Parfois installé seul au piano, parfois accompagné de son guitariste Félix Dyotte ou de son pianiste et claviériste Denis Faucher, souvent entouré de son big band, Pierre Lapointe joue sur différents registres, oscillant sans cesse entre le second et le premier degré, entre légèreté et gravité. L’éclectisme de son spectacle ne perturbe toutefois en rien son unité.

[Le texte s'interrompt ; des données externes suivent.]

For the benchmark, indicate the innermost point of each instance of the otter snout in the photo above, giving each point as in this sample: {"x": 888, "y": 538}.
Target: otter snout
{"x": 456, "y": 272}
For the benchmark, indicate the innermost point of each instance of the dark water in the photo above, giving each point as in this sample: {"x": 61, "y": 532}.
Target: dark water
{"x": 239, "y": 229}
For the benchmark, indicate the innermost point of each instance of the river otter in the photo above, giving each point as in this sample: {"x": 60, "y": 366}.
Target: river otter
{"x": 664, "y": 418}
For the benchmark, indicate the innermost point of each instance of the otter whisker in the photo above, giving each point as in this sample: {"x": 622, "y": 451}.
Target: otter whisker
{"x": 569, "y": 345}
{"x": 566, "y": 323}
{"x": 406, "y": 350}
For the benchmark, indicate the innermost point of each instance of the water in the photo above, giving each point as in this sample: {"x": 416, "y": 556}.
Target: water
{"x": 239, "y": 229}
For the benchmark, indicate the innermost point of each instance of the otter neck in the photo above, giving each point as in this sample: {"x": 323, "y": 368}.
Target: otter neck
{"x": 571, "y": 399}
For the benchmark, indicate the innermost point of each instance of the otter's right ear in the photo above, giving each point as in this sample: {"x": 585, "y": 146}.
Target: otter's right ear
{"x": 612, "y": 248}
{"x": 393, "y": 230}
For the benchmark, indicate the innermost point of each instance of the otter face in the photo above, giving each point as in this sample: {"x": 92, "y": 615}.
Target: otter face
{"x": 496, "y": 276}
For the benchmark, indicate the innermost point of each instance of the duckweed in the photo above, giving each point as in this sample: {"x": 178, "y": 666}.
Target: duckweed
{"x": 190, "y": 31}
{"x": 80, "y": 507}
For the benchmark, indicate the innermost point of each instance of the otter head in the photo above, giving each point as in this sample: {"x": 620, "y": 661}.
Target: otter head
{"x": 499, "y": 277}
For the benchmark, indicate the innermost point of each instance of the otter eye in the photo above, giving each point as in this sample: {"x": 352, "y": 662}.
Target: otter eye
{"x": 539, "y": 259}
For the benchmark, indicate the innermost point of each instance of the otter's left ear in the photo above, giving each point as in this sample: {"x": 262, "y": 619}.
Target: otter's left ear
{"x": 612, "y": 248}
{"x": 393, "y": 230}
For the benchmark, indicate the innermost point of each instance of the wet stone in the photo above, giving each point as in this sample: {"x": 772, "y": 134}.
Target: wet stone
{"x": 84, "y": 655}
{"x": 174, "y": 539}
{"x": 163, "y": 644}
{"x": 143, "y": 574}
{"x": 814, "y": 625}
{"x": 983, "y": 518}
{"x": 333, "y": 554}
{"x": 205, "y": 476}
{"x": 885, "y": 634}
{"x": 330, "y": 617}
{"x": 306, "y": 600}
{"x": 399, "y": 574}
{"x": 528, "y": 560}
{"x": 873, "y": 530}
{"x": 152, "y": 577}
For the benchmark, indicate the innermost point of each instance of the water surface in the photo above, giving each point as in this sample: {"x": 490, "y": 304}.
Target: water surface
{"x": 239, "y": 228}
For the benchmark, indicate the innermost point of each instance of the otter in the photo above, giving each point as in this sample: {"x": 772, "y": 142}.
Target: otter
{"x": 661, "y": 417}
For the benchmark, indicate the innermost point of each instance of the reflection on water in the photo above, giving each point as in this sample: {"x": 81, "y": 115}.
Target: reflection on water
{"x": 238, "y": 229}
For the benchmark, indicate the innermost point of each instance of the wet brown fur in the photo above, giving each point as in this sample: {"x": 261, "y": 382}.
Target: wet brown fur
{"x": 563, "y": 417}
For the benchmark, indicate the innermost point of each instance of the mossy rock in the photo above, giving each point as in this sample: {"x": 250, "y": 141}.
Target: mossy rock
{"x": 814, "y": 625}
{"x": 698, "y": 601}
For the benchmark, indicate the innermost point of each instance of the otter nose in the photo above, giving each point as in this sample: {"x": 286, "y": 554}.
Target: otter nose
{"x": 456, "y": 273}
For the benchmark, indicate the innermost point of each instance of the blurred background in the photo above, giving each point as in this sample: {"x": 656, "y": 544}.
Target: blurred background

Pour conclure en beauté, après un «Bar des suicidés» très applaudi, Pierre Lapointe avait réservé une belle surprise au public en invitant le chanteur Matthieu Chedid, alias M, à le rejoindre sur scène pour deux titres dont la très électrique «Deux par deux rassemblés». Le Québécois a expliqué qu’à 17 ans, alors qu’il était étudiant en arts visuels, il écoutait en boucle les chansons de M. C’est finalement seul au piano, avec une reprise de «C’est extra» de Léo Ferré, que Pierre Lapointe a salué une dernière fois le public.

Pierre Lapointe est actuellement en tournée en France. Il se produira au cours des prochains jours à Nantes et à Lille avant de revenir au Québec. Il présentera en première montréalaise son spectacle PUNKT au Théâtre Maisonneuve le 25 février prochain dans le cadre de Montréal en Lumière.